Remember that a chain is “only as strong as its weakest link”; bulk up your hiring standards and communicate them over and over again. Look at backgrounds more carefully and decide what candidates think makes the world a better place before you hire them. Finally, encourage your employees to give something back to the community—something besides work.2
Although in agony, King Lear was astute to acknowledge his own negligence. Unfortunately, his fate was to be a tragic hero, doomed in the end. There seem to be more than a few individuals in headlining companies following the same path. Former Andersen CEO Joe Berardino went from presiding over accounting projects for the world’s largest corporations to perhaps being virtually banned from ever working in the field again. WorldCom’s former CFO, Scott Sullivan, treated $3.8 billion of ordinary operating expenses as assets, leading to the largest corporate bankruptcy in the history of the nation and is now under federal indictment. A recent Wall Street Journal story reported that former Enron CFO Andrew Fastow took pride in the value that at Enron, “we’ll rip your face off”. Really?

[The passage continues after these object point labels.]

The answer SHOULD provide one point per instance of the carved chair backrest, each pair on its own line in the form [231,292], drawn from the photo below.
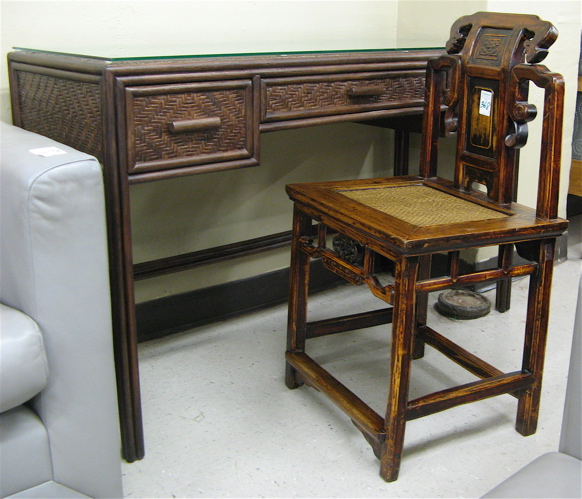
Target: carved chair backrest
[483,82]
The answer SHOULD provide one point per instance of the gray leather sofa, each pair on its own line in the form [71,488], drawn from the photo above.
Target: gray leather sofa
[556,474]
[59,430]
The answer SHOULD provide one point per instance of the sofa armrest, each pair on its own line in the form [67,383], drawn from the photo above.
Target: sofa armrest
[54,268]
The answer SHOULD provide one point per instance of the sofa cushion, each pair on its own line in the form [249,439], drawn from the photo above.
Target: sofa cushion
[25,460]
[23,362]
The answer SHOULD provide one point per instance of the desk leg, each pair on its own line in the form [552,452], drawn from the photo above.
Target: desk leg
[124,314]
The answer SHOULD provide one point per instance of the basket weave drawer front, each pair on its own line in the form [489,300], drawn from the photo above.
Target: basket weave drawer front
[303,97]
[173,126]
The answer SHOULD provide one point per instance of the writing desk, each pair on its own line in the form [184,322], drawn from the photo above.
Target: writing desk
[152,118]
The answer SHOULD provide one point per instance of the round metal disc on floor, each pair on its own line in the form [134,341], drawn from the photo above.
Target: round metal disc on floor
[462,304]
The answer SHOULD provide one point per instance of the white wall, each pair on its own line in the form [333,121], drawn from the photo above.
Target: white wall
[182,215]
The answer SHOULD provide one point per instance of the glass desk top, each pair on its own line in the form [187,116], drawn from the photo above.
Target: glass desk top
[89,55]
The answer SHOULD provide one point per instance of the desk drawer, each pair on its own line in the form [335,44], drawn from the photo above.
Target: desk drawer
[310,96]
[185,125]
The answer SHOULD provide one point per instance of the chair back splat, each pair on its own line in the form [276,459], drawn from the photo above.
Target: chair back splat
[481,84]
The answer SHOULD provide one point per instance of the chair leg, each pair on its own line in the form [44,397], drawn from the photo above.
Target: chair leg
[536,329]
[298,294]
[421,306]
[403,327]
[503,292]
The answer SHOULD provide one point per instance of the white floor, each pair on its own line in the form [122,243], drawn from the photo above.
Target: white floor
[219,421]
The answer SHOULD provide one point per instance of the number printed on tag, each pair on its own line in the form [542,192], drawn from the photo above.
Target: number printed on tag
[485,102]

With corporate America in a “season such as this”, timeless lessons can be learned. History does repeat itself, even for those who claim that these lessons no longer apply. Those at the top, from whom more is expected, must be accountable for the tone of the group. Just as is the case with literary tragic figures, the higher the pedestal before the demise, the further and harder the fall.
A company striving for lasting success must not depend upon heroes, but a transcending value system that not only guards but permeates the entire organization through all phases of organizational history. The value elements themselves, both tangible and not, weave the threads that secure the organization at its most fundamental level. Never underestimate the ability of the tiniest thread in the company tapestry. Keep all loose ends tied tightly and remember the core values.
1Collins, James C. , and Jerry Porras. Built to Last. New York: HarperBusiness, 1994. 69-75.
2 A core value at Norelli & Company is to keep balance in your life. One’s ability to absorb the surrounding world and bring that knowledge back to the desk is priceless.